The idea is that you publish a specific sheet (not all document) in CSV (comma separated values) format with "Automatically republish when changes are made" option enabled.

Then you create a data source of type "CSV/Text File" type using a published URL as your source. This have been already discussed in another tutorial. In this article we will discuss the use of a proxy script that will act as a middleman between the Google document and your website. At this point you may be wondering why should I do that, instead of reading the published URL directly. Normally you don't have a reason, but sometimes you want to process the published CSV file before feeding it to Tabulizer. For instance, you may want to remove certain columns or rows, change data, or simply hide the published URL.
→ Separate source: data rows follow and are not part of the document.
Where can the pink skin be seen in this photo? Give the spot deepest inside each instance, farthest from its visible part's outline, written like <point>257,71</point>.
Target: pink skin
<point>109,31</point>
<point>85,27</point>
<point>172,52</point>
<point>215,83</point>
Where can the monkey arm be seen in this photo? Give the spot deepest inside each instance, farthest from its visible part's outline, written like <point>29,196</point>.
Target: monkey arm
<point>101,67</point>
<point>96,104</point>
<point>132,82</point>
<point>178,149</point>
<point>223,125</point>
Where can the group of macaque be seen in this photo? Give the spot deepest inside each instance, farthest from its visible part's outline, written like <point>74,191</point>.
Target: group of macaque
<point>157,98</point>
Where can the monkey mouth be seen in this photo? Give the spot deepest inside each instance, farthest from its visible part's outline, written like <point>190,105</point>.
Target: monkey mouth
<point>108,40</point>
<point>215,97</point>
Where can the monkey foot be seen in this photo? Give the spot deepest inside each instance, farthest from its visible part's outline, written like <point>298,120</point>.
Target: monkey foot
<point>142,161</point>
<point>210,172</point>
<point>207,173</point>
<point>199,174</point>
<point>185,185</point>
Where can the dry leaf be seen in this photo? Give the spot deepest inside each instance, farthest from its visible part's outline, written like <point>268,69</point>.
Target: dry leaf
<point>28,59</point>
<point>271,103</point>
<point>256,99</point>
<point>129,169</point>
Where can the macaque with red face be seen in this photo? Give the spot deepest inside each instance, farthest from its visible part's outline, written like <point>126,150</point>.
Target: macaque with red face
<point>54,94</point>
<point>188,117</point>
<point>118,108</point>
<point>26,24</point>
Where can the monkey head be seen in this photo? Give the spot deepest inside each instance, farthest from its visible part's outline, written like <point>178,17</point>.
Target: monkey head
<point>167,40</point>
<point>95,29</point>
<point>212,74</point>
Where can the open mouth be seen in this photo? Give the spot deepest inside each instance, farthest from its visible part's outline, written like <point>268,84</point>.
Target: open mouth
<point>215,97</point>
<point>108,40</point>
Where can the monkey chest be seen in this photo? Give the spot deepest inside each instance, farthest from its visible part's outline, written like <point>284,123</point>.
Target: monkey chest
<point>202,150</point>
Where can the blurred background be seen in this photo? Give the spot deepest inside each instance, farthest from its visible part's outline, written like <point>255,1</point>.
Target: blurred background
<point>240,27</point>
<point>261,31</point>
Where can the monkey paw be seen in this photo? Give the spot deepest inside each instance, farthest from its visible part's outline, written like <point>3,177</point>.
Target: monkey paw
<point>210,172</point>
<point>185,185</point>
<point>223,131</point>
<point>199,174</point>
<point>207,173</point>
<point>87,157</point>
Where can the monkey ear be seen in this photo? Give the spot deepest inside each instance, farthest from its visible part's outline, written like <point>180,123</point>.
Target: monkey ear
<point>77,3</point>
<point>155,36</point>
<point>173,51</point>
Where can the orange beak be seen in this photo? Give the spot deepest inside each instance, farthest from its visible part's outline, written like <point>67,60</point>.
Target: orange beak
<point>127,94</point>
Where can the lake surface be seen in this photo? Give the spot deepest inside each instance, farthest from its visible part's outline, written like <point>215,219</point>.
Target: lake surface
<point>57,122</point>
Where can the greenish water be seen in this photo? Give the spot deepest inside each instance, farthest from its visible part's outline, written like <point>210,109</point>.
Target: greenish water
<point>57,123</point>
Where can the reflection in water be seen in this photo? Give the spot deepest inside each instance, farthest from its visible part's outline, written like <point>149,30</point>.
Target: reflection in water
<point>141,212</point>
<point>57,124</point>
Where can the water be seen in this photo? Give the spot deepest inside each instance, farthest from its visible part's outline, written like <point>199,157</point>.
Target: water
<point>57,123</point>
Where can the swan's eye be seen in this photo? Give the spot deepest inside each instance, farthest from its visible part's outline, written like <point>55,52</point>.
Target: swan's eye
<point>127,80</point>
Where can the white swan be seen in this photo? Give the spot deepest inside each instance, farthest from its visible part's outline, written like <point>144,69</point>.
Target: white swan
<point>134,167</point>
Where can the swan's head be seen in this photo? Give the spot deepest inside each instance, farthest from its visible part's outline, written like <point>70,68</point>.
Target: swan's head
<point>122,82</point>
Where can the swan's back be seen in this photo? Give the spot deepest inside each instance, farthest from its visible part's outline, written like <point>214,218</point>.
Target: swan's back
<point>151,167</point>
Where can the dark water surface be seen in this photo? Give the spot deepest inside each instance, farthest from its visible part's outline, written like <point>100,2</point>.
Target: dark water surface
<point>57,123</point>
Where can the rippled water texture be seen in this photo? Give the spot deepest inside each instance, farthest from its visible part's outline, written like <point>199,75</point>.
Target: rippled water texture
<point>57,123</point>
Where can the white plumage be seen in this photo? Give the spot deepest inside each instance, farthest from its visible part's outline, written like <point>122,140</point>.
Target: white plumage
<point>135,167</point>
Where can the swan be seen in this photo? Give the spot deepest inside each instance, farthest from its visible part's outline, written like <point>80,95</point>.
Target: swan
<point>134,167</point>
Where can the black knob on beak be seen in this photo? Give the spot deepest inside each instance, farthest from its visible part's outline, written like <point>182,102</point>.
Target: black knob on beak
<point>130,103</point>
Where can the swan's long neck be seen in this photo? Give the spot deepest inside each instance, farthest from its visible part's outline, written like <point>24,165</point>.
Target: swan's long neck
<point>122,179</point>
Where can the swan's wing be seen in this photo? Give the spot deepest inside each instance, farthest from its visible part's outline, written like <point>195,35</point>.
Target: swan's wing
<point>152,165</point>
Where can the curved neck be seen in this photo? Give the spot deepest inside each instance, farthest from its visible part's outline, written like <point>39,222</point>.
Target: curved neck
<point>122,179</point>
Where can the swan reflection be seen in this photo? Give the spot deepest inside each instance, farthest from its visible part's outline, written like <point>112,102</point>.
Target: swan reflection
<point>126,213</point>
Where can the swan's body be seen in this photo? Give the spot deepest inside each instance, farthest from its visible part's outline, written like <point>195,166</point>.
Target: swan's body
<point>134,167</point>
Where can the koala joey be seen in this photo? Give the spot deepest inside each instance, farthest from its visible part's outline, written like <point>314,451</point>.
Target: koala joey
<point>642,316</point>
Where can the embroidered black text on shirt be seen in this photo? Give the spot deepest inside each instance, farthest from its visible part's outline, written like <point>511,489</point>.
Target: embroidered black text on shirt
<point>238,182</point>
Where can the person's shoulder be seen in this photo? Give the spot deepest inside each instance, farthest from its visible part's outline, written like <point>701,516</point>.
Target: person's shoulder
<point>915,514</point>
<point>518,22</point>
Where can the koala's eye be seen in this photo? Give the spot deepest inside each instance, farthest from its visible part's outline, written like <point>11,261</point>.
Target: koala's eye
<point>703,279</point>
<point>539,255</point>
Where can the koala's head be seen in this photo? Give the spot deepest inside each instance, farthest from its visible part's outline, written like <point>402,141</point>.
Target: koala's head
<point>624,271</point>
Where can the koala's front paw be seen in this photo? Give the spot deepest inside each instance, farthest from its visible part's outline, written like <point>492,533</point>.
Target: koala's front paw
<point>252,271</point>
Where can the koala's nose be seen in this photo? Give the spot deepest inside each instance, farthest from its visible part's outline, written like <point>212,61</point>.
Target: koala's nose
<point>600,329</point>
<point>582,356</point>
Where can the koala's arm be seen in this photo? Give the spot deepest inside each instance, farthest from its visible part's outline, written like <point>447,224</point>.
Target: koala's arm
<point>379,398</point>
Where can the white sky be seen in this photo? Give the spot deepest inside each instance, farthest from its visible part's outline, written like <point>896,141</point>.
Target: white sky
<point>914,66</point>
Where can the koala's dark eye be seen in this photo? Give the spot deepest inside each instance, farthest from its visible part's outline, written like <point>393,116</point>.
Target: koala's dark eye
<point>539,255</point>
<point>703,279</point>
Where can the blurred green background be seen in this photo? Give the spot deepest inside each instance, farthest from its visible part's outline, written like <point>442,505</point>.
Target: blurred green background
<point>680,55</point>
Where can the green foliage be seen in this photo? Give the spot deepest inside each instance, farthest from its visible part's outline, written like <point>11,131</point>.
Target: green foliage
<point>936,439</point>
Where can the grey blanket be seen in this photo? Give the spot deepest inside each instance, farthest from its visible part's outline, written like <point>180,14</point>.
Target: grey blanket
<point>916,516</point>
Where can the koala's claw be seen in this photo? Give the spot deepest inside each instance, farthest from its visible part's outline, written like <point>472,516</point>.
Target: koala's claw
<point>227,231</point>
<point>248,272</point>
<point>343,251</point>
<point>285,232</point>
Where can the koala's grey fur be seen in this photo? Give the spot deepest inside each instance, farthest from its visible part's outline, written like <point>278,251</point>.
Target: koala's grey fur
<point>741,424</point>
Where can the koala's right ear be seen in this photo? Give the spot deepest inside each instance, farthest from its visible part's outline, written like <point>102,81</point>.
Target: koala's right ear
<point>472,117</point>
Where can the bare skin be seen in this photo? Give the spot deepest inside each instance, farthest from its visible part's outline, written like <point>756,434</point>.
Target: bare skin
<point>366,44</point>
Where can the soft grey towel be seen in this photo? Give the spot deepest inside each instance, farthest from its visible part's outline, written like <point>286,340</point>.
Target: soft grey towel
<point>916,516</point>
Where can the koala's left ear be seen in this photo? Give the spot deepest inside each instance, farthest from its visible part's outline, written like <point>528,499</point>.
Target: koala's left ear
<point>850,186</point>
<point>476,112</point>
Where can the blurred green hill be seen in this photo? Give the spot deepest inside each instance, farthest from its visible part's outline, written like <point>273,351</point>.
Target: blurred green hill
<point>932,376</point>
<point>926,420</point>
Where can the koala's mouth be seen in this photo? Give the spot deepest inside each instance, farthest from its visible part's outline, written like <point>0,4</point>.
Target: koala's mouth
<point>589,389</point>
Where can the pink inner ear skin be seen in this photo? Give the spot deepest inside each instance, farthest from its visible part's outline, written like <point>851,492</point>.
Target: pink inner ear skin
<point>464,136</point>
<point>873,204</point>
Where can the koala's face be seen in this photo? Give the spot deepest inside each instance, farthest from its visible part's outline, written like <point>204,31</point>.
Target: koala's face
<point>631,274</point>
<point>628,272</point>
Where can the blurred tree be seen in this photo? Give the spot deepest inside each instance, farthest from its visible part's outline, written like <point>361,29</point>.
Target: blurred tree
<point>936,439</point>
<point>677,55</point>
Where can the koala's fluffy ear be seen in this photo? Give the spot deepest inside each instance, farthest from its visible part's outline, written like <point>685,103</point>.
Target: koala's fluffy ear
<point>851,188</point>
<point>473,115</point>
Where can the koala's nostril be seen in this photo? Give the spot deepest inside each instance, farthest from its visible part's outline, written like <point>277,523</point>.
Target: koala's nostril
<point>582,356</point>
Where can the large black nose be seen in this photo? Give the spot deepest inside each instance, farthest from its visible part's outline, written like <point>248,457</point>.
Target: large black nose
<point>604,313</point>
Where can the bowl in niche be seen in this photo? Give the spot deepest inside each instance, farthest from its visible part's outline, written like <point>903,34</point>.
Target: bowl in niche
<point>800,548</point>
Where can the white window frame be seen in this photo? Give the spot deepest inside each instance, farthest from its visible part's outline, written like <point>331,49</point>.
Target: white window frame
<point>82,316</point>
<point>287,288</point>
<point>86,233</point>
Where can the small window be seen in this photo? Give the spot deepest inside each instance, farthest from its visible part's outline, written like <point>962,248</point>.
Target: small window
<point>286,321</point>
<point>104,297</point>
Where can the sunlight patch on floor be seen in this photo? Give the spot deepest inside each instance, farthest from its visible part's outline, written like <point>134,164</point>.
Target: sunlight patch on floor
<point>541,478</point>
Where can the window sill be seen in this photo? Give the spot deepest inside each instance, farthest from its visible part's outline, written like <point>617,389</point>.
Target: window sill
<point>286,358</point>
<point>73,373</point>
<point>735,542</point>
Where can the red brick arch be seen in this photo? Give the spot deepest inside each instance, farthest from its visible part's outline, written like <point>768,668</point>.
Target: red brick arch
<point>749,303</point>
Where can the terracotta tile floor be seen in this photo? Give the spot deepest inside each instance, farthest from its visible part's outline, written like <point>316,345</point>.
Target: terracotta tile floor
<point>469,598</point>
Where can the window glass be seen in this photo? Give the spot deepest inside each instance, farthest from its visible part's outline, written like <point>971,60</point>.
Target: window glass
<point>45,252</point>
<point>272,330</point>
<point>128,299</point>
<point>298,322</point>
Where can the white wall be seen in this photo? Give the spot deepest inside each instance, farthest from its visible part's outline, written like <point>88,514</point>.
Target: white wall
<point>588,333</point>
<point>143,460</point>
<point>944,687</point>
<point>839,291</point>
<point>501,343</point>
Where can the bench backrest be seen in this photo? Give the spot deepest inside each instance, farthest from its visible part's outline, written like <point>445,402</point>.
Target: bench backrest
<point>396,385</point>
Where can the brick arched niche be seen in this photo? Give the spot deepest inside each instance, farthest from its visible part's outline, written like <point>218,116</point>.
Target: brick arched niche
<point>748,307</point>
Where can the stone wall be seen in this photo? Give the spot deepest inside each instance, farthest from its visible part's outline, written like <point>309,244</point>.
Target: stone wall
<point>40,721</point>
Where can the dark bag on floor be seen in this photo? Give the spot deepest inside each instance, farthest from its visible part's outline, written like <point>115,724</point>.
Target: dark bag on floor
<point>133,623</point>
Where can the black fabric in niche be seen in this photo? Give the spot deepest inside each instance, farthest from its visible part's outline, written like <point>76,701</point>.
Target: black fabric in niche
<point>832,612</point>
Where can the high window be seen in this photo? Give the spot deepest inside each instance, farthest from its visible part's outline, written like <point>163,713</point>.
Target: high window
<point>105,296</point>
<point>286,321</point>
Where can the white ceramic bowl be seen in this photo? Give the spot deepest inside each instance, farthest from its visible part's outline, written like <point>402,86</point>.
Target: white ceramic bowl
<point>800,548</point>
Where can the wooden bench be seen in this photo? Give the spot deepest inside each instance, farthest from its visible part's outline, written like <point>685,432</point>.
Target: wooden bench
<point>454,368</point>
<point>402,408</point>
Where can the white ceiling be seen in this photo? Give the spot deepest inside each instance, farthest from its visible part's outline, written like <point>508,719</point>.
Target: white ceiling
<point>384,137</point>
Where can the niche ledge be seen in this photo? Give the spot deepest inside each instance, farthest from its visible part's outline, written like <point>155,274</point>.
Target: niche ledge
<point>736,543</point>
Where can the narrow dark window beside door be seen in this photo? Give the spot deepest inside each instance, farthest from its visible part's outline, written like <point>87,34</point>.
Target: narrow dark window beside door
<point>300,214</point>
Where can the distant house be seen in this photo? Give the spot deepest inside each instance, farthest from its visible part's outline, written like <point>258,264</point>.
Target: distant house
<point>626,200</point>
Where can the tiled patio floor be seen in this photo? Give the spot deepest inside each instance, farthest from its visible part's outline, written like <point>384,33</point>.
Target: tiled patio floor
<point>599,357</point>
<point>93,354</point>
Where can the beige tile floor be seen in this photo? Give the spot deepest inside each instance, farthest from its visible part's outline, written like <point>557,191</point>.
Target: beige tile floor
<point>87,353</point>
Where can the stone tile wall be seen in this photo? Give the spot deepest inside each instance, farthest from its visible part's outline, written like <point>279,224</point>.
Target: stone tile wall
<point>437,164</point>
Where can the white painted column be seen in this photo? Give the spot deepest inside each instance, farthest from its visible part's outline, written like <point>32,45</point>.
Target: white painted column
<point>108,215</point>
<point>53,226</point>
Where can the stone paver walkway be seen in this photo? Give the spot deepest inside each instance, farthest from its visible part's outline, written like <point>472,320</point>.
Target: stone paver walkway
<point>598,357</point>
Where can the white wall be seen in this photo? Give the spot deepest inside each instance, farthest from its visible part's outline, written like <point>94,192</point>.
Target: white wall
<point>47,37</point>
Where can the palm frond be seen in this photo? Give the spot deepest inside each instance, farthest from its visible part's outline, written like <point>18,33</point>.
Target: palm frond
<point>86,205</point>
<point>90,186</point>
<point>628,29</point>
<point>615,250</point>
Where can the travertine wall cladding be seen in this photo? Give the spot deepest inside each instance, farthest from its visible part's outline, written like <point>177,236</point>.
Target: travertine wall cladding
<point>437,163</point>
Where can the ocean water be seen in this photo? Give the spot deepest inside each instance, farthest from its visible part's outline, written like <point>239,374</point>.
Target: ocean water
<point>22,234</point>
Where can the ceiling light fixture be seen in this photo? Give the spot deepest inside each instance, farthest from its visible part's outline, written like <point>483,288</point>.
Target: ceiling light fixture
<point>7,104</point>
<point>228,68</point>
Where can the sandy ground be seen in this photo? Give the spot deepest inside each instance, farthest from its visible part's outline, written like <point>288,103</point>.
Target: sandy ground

In such cases, you can use a proxy similar to the one below. This is a working example and the only thing you need to change is the $fileName parameter to point to your published URL. Optionally you can set the parameters $min_row, $max_row if you want to filter out certain rows, or the parameters $min_column, $max_column if you want to filter out certain columns. For instance, in the proxy below only columns 1-8 will be read and the rest of the columns will be ignored (counting starts from 0, not 1).

<?php
header('Content-Type: application/csv; charset=utf-8');


$fileName = 'https://docs.google.com/spreadsheets/d/bloGWR6zV8whxoUuUbloGWR6zV8whxoUuU/pub?gid=561928619&single=true&output=csv';
$min_row = 0;
$max_row = PHP_INT_MAX;
$min_column = 0;
$max_column = 7;
$column_separator = '^';


$csvData = file_get_contents($fileName);
$lines = explode(PHP_EOL, $csvData);

function getLimit($limit, $default_value) {
    if (isset($_REQUEST[$limit])) {
        $value = intval($_REQUEST[$limit])-1;   
    } else {
        $value = $default_value;
    }   
    if (!isset($value)) $value = 0;
    else if ($value<0) $value = 0;
    return $value;
}

foreach ($lines as $r_id => $line) {       
    if (($r_id>=$min_row)&&($r_id<=$max_row)) {       
        $row = str_getcsv($line);   
        $output = array();
        foreach ($row as $c_id => $cell) {
            if (($c_id>=$min_column)&&($c_id<=$max_column)) {
                $output[] = $cell;               
            }           
        }
        if (!empty($output)) {
            $str = implode($column_separator, $output);
            echo $str . "\r\n";
        }       
    }       
}

exit();

?>